Victor LaGroon, director and chairman of the Black Veterans Empowerment Council, added that this resistance to change is compounded because of the federal government’s own inconsistent focus on diversity and inclusion. 

“We haven’t done enough historically. This goes beyond the last previous two administrations; it’s a systemwide issue, and it’s become a cultural issue,” LaGroon testified. “There are people who have worked there long enough that they don’t buy into change. We recognize that some people know they can wait out an administration. We need to have the system in place so that, no matter who the secretary is, who the president is, this body can be assured that veterans are being treated in an equitable way.”

Johnson said he believes that VA and his office have a real chance at enacting meaningful change in the department by embracing the principles of conscious inclusion, diversity, equity and access (IDEA). Conscious IDEA is meant to foster a culture that minimizes bias and recognizes and addresses system-wide inequities rather than ignoring them. 

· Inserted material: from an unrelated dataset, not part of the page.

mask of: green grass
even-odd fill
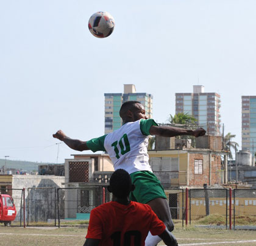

He pointed to recent efforts at the Kansas City VAMC as an example of the agency’s success in this area. 

In June 2020, Black employees at the hospital were asked by management to act as living installations in a Black History museum, part of a planned Juneteenth celebration. Employees were asked to play characters like Harriet Tubman, Martin Luther King, Jr. and George Floyd, whose death at the hands of police officers sparked the ongoing anti-police protest movement. 

The request was the last straw for employees who went public with years of complaints about discrimination and racist behavior at the hospital. 

According to Johnson, VA has appointed 12 special emphasis program managers and is in the process of hiring a diversity and inclusion officer for the hospital. 

“The special emphasis program managers will review policies, practices, and procedures to help eliminate any discrimination against minorities, women, and people with disabilities, and report their findings to the medical center director,” Johnson explained. “We are taking a similar enterprise approach with VA medical centers in Dublin [Georgia], Milwaukee and Bedford [Massachusetts].”

As for how to judge whether VA is succeeding in its diversity efforts, the metrics don’t exist to adequately track that, Johnson said. “An internal workgroup has just kicked off and that includes measures and metrics, and we are going to look for ways to show that VA is changing.”